Chernobyl Madonna by Vudon Baklytsky

Chernobyl Madonna 1980

0:00
0:00

painting, acrylic-paint

# 

portrait

# 

painting

# 

acrylic-paint

# 

figuration

# 

naïve-art

# 

naive art

# 

portrait art

# 

modernism

Copyright: Vudon Baklytsky,Fair Use

Vudon Baklytsky's Chernobyl Madonna is a painting of the late 20th century made with oil on canvas using a strong palette of blues, reds, and oranges. The painting, for me, feels like it’s come into being through many shifts. It seems he’s painted it alla prima, wet on wet, with pretty thin paint layers. I imagine him thinking, “How can I build a world, a feeling, with these colours?” It feels like the colours are fighting each other.

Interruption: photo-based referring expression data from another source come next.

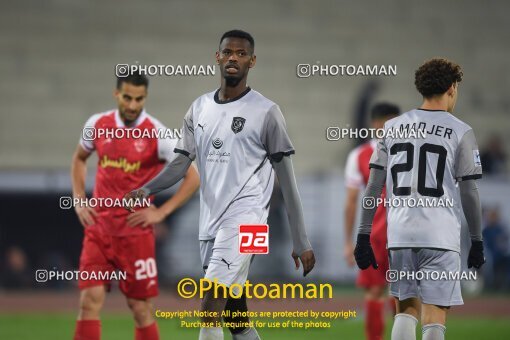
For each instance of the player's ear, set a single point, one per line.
(451, 90)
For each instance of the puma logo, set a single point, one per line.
(225, 261)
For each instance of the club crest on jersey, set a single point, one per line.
(217, 143)
(238, 124)
(140, 145)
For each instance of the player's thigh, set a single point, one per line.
(206, 247)
(135, 256)
(227, 266)
(95, 259)
(437, 288)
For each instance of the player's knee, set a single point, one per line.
(375, 293)
(141, 309)
(91, 300)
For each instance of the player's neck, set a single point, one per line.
(435, 104)
(228, 92)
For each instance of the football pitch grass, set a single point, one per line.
(119, 326)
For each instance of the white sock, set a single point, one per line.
(433, 331)
(211, 333)
(404, 327)
(247, 334)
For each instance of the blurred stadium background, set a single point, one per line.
(57, 64)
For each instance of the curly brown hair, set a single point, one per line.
(436, 76)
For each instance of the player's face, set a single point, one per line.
(130, 101)
(235, 58)
(452, 96)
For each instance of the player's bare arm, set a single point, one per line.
(154, 214)
(172, 173)
(363, 253)
(351, 206)
(302, 248)
(78, 173)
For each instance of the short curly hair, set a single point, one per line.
(436, 76)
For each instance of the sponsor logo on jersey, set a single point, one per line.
(238, 124)
(254, 239)
(227, 263)
(120, 163)
(140, 145)
(217, 143)
(476, 158)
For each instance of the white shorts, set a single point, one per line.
(221, 259)
(433, 292)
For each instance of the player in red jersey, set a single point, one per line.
(114, 238)
(356, 177)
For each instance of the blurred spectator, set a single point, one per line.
(493, 157)
(16, 273)
(496, 242)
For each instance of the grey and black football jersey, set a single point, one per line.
(427, 168)
(232, 143)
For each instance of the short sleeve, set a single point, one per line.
(379, 159)
(353, 177)
(88, 133)
(467, 160)
(186, 145)
(274, 135)
(166, 146)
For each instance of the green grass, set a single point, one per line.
(120, 326)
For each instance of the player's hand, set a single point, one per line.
(146, 217)
(85, 215)
(363, 253)
(349, 254)
(131, 198)
(476, 258)
(307, 259)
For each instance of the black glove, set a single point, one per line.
(476, 258)
(363, 252)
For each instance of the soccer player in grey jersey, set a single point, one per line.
(441, 166)
(237, 137)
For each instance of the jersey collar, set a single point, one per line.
(120, 123)
(217, 97)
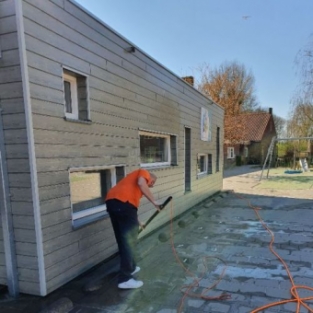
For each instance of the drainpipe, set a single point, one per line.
(7, 222)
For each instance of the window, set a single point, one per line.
(230, 153)
(75, 96)
(210, 170)
(202, 164)
(88, 188)
(217, 149)
(157, 149)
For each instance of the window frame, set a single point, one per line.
(230, 152)
(74, 96)
(92, 214)
(169, 148)
(205, 172)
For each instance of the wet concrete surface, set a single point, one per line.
(223, 235)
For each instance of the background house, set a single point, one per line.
(82, 107)
(256, 132)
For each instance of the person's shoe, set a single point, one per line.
(130, 284)
(136, 270)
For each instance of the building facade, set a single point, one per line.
(81, 107)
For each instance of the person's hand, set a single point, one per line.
(157, 205)
(141, 225)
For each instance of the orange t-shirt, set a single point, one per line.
(127, 189)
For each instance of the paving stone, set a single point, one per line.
(219, 307)
(277, 293)
(195, 303)
(267, 283)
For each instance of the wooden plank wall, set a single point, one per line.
(127, 91)
(11, 95)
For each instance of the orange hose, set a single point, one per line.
(294, 289)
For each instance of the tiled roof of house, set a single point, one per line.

The blue figure is trapped within the composition, a symbol of sadness, and he has handled the blue pigment in such a gentle way, that it communicates the feeling of being trapped. Baklytsky's work, though unique to him, shares with other painters a will to build a new image out of found fragments of our past, turning them into something that embodies lived experience. In this way, artists are in an ongoing conversation, inspiring one another’s creativity. Painting remains a powerful form of expression because it embraces multiple interpretations, reflecting our ambiguous and ever-changing world.

Show more

Comments

No comments

Be the first to comment and join the conversation on the ultimate creative platform.